Od prawie dwóch lat czekamy na powołanie przewodniczącego Rady Służby Cywilnej. Już ponad trzy miesiące nie ma Szefa Służby Cywilnej.
Członkowie korpusu służby cywilnej nie mają od grudnia 2013 r. szefa służby cywilnej, o czym w DGP informuje Artur Radwan – „Końca wakatów w służbie cywilnej nie widać.” Autor chyba czyta w naszych myślach lub nasze komentarze i artykuły na naszym portalu. Niezależnie jednak od inspiracji, która przyświecała napisaniu tego artykułu, nie sposób się z większością tez nie zgodzić. Brak szefa SC rodzi szereg problemów decyzyjnych. Wszelkie prace legislacyjne zapadły w letarg zimowy i nadejście wiosny nic tu nie pomogło.
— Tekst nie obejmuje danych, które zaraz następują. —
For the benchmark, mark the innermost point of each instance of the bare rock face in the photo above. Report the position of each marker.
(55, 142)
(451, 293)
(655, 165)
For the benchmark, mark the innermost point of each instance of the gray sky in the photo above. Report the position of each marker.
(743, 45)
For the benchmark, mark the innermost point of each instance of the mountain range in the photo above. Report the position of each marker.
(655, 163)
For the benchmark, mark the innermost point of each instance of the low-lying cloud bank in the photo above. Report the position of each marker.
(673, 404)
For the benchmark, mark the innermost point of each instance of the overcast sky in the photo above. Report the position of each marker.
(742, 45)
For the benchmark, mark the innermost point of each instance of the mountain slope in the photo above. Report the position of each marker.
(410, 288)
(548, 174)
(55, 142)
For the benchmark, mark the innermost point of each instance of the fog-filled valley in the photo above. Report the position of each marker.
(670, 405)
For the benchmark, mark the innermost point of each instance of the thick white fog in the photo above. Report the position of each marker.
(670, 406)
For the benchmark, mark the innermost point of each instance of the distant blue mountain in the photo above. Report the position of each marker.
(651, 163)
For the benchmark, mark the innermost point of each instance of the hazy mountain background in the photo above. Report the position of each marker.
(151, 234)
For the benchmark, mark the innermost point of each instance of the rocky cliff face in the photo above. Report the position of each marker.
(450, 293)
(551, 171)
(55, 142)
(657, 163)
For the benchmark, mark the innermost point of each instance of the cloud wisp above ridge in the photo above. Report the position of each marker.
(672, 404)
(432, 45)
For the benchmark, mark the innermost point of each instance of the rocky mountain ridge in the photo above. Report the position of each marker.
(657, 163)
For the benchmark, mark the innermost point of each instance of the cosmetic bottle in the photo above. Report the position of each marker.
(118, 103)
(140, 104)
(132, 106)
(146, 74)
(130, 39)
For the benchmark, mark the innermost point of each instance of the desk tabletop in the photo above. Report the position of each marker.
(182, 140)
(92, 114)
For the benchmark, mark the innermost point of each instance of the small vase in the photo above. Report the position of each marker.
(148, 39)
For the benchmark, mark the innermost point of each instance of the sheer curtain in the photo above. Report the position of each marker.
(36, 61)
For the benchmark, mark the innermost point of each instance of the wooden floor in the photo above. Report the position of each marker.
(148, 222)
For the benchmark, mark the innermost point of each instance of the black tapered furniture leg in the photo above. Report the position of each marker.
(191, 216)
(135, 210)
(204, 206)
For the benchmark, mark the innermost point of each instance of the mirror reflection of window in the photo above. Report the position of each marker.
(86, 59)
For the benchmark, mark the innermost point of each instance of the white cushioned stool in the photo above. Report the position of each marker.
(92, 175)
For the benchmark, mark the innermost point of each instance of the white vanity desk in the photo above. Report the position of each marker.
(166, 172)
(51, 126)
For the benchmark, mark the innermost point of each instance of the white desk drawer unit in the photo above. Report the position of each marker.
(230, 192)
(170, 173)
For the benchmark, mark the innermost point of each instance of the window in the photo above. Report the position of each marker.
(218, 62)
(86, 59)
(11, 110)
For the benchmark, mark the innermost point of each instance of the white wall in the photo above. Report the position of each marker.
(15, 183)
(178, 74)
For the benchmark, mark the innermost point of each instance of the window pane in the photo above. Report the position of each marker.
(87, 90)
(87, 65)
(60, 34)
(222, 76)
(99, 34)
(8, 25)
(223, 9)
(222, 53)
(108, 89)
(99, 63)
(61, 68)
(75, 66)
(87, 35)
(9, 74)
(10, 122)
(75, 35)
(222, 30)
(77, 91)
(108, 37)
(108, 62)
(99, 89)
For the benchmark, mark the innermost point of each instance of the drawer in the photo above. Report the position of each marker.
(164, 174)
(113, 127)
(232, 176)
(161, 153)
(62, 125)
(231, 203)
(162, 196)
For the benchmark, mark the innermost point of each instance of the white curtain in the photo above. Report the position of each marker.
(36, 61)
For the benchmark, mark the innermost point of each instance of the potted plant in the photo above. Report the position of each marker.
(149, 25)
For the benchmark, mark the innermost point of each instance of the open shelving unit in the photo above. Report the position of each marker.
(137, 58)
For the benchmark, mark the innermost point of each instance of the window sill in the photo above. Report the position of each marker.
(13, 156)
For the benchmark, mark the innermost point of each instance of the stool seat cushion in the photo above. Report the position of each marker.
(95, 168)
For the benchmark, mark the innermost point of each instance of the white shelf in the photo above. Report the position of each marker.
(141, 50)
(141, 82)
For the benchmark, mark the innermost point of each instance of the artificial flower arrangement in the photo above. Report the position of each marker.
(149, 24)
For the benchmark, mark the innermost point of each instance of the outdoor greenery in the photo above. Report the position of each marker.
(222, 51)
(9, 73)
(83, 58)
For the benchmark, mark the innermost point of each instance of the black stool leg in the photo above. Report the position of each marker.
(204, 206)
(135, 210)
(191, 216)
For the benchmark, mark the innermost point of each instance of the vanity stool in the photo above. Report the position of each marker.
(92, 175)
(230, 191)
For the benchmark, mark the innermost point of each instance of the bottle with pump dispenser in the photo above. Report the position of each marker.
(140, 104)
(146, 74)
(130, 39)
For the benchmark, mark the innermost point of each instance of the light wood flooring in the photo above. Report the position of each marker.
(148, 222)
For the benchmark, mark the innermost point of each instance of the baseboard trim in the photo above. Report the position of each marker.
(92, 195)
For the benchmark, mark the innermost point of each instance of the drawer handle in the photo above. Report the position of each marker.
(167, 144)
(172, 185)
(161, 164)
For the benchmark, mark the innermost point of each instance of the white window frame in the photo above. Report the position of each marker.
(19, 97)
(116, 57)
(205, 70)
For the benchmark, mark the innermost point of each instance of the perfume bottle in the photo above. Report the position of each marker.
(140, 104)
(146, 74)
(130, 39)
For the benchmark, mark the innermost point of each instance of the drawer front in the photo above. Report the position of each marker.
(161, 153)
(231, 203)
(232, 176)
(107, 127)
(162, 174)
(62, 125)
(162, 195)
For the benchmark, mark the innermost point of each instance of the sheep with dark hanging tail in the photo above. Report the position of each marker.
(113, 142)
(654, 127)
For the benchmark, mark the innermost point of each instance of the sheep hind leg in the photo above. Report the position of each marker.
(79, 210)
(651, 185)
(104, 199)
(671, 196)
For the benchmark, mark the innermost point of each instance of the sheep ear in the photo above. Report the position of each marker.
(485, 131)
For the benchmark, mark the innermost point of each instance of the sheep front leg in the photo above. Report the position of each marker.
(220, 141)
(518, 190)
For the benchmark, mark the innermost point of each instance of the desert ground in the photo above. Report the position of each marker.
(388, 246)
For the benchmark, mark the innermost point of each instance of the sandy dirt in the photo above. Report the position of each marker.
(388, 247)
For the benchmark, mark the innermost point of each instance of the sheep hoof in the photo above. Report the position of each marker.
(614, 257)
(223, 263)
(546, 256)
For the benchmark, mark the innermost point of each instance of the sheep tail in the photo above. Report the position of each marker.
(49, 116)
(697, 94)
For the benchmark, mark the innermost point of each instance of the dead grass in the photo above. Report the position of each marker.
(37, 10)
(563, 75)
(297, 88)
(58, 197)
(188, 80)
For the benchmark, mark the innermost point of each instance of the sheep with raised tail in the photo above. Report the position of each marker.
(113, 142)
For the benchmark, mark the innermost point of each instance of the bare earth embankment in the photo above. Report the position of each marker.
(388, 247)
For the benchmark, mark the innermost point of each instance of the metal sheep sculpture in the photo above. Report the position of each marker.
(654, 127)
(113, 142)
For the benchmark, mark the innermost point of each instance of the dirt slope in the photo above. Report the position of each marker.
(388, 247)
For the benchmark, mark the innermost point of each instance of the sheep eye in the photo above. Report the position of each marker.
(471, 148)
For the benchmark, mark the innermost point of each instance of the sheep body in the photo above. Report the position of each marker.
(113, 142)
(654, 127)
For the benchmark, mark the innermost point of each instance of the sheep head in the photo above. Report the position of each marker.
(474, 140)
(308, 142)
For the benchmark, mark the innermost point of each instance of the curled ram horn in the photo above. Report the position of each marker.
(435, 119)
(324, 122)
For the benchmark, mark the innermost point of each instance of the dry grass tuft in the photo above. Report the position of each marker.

Planowana nowela ustawy o służbie cywilnej być może spadnie z programu prac, a nowy szef SC. rozpocznie prace od początku (to akurat może i byłby dobry krok, bo zakładane zmiany budzą szereg wątpliwości). Kolejne pierwsze oceny, czy tez okresowe oceny odbywają się nadal w starym trybie, nic nie wskazuje byśmy doczekali się nowych rozporządzeń niebawem, chociaż wiszą już bardzo długo jako projekty.
Rada Służby Cywilnej pracuje bez przewodniczącego już prawie dwa lata. To szereg uciążliwości dla pozostałych członków, w tym ciągnącego ten wózek prof. Krzysztofa Kicińskiego - wiceprzewodniczącego RSC.
Może więc czas najwyższy zlikwidować te stanowiska, bo jak widać lepiej lub gorzej, ale da się bez nich żyć.